基金supported jointly by National Natural Science Foundation of China (Grant No. 40703001) the "Western Doctors’ Project under the Western Light Program" sponsored by the Chinese Academy of Sciences
文摘The influences of water media on the hydrogen isotopic composition of organic-thermogenic natural gas were tested in three series of experiments on coal pyrolysis, with no water, deionized water (δDH2O-58‰), and seawater (δSDn2O=-4.8‰) added, respectively. The experimental results show that the productivities of H2 and CO2 obviously increased under hydrous conditions and that the productivity of CH4 also remarkably increased in the high-evolution phase of hydrous experiments.
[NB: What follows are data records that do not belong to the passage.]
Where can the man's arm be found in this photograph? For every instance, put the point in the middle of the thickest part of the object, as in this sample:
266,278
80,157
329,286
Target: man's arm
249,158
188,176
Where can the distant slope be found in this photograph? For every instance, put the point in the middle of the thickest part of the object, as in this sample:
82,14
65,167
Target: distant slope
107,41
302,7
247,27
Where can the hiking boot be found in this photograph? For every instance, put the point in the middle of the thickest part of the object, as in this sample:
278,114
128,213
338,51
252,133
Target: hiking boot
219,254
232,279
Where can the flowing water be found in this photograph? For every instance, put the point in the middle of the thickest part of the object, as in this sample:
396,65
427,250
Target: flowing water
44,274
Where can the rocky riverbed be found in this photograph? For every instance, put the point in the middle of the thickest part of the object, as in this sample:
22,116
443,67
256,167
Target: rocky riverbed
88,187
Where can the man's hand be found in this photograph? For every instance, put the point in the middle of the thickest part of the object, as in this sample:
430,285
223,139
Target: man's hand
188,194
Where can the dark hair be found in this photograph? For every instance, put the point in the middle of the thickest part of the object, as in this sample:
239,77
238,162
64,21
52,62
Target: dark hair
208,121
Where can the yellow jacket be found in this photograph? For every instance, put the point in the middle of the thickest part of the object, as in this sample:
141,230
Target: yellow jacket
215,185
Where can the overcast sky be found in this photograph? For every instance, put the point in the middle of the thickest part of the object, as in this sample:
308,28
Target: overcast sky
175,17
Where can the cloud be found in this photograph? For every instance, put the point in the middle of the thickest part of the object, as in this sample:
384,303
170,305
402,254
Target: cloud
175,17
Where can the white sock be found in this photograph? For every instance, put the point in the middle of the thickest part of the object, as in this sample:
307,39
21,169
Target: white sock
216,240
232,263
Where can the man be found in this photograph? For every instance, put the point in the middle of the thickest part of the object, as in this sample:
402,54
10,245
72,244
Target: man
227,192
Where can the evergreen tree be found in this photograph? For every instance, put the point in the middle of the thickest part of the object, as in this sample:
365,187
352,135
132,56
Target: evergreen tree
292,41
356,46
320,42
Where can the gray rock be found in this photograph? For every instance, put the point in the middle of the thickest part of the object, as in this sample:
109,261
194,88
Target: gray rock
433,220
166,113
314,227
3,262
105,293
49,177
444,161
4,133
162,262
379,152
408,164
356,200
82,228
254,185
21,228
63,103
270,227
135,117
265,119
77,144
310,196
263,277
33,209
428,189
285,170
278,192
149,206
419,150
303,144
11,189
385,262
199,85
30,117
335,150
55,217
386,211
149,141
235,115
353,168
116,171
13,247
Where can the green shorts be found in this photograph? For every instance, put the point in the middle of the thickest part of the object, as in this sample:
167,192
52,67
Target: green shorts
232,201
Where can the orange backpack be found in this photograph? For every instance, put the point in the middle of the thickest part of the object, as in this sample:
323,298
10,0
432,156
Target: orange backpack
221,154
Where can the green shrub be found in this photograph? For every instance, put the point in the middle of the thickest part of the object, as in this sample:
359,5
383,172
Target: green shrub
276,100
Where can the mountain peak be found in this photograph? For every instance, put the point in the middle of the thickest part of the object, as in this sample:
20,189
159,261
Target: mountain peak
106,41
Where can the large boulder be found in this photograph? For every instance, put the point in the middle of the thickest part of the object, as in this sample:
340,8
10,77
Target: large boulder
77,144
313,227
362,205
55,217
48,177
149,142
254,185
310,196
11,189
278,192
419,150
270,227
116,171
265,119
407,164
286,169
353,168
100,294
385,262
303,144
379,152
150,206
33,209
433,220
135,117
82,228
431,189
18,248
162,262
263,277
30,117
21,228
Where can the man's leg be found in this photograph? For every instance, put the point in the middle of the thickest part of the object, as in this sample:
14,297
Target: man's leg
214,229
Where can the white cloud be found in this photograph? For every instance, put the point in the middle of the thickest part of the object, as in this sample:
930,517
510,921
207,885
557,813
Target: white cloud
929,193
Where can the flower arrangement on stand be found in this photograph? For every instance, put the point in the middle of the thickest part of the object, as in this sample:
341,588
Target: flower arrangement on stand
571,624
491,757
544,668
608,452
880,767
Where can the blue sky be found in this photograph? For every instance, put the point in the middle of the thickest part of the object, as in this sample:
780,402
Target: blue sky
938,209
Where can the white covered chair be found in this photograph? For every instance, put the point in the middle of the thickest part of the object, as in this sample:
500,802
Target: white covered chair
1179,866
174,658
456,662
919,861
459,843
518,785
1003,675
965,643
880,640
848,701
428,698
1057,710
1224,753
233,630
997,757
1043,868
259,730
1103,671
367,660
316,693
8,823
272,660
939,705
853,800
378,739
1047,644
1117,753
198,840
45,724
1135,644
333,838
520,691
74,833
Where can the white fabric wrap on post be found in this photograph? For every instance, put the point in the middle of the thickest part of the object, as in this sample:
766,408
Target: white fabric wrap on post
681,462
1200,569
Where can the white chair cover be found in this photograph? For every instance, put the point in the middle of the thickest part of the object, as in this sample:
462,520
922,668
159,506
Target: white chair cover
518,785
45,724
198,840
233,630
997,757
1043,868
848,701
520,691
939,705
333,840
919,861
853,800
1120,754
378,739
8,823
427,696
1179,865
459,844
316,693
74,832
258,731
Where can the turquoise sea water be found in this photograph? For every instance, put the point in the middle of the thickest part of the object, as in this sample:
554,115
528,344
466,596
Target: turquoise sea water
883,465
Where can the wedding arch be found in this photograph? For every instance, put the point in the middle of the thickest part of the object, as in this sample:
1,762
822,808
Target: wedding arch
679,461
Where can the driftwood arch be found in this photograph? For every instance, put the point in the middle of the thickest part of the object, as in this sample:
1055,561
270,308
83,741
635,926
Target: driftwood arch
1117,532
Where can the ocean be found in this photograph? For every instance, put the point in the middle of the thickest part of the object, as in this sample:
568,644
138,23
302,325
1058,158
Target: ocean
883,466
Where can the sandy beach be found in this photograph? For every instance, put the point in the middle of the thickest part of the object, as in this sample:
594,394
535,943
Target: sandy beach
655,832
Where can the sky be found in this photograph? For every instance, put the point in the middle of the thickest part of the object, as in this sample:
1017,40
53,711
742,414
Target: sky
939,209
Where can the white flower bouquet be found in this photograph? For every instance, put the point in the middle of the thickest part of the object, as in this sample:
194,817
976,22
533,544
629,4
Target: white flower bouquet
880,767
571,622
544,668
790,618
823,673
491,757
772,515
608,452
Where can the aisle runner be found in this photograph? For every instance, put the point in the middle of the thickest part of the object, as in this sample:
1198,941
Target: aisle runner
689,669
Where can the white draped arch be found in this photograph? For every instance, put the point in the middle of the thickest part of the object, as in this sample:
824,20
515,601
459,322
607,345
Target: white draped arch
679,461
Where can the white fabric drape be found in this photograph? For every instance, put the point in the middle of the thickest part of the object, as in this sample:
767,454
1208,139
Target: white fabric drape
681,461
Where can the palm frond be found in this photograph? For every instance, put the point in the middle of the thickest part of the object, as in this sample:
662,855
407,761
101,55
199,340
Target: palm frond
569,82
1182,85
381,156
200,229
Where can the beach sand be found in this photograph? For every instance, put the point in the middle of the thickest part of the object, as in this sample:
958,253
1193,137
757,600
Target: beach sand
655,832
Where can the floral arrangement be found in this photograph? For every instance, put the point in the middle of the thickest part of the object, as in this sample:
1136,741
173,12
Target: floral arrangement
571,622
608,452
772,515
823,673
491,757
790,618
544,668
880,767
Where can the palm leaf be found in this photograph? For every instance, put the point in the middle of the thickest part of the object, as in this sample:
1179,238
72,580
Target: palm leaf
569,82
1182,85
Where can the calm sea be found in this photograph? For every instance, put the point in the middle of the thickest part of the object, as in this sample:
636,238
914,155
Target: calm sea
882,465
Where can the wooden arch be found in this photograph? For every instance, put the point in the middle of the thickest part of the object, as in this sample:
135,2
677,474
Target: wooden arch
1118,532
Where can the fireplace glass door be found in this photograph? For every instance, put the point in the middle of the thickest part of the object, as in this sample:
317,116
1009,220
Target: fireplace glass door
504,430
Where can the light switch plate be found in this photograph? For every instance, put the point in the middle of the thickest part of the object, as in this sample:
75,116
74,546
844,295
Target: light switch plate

Water was involved in the chemical reaction of hydrocarbon generation, and then the hydrogen isotopic composition of methane was affected. There is a linear correlation between the hydrogen isotopic composition of methane and its productivity, as reflected in the three series of experiments. In the case of the same CH4 productivity, the hydrogen isotopic composition of the methane produced in anhydrous experiments was the heaviest, that of the methane produced in seawater-adding experiments came second, and that of the methane produced in deionized water-adding experiments was the ligbtest. The hydrogen isotopic composition of natural gas/methane is affected by the following factors: 1) the characteristics of hydrogen isotopic composition of organic matter in source rocks, 2) the thermal evolution extent of organic matter, and 3) fossil-water media in the natural gas-generation period. The experimental results show that the influence of the fossil-water medium in the natural gas-generation period was lower than that of the other factors.